How subtly can a point fail to be a local minimum of a multivariable polynomial?
Formally, a point $O$ is order $m$ indistinguishable from a local minimum of a function $f$ iff for every $ε>0$, $f(x)+ε|x-O|^m$ attains a local minimum at $O$.
(Equivalently, for $C^m$ functions, taking partial derivatives at $O$ up to order $m$ fails to rule out that $O$ is a local minimum.)
Question: Given $n$ and $d$, what is the minimum $m$ such that for every degree $n$ polynomial in $d$ variables, every point that is order $m$ indistinguishable from a local minimum is a local minimum?
If $d=1$ or $n=2$, then $m=n$, but for higher degree multivariable polynomials, something different can happen.
The simplest example is that $(0,0)$ is not a local minimum of $-x^2 y + y^2$ but becomes a minimum after adding a fourth order term $x^4/4$ (or greater), so for $d=2$ and $n=3$, $m≥4$. Note that $(0,0)$ is a local minimum of $-x^2 y + y^2$ on every straight line that passes through the origin, but since the degree is $>2$, that is not sufficient to be a local minimum.
In fact, for $n=3$ and $d≥2$, $m=4$. Specifically, if the origin is second order indistinguishable from a local minimum, then after a linear coordinate transformation, the third degree polynomial can be made into $c + x_1^2 + x_2^2 + ... + x_k^2 \; (k≤d)$ plus third order terms.
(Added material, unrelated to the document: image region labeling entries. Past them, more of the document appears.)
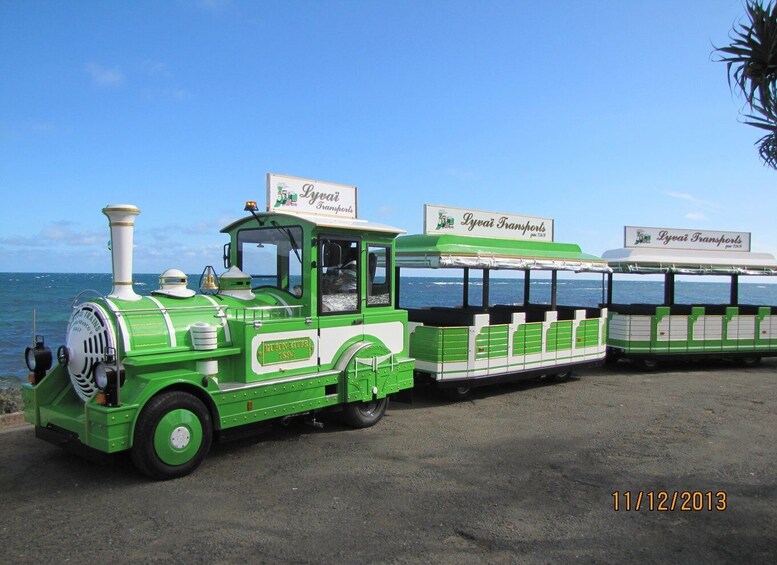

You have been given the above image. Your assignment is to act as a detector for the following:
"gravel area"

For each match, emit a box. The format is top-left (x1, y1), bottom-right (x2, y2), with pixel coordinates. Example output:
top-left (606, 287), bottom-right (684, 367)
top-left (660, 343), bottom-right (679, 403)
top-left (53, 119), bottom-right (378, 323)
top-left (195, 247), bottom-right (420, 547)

top-left (0, 359), bottom-right (777, 564)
A nonzero third order term $x_{i_1}x_{i_2}x_{i_3}$ ($i_1≤i_2≤i_3$) creates a third order departure from a local minimum if $k < i_1$, and a fourth order if $i_1 ≤ k < i_2$, and if there are no such terms, the origin is a local minimum. (To clarify, the outcome depends solely on which third order terms are nonzero; note that if $k>0$, not all third order terms destroy the local minimum.)
We can go further using higher order and more variables. $(0,0,0)$ is not a local minimum of $x^{12} z^{10} + x^{10} y^{12} - x^{10} y^{10} z^{10}$, but by comparing terms, the polynomial can only be negative if $x^2 < y^{10}$ and $y^2 < z^{10}$, and after substituting the bounds on $x$ and $y$ into the third term, we see that around the origin, the polynomial is $≥-z^{310}$; so for $n=30$ and $d=3$, $m≥310$.
Generalizing the above construction, we have $m(d,n) ≥ h(d) n^d$ for some function $h(d)>0$. I expect this is optimal, but I am not sure how to prove the optimality or to compute $m$ exactly.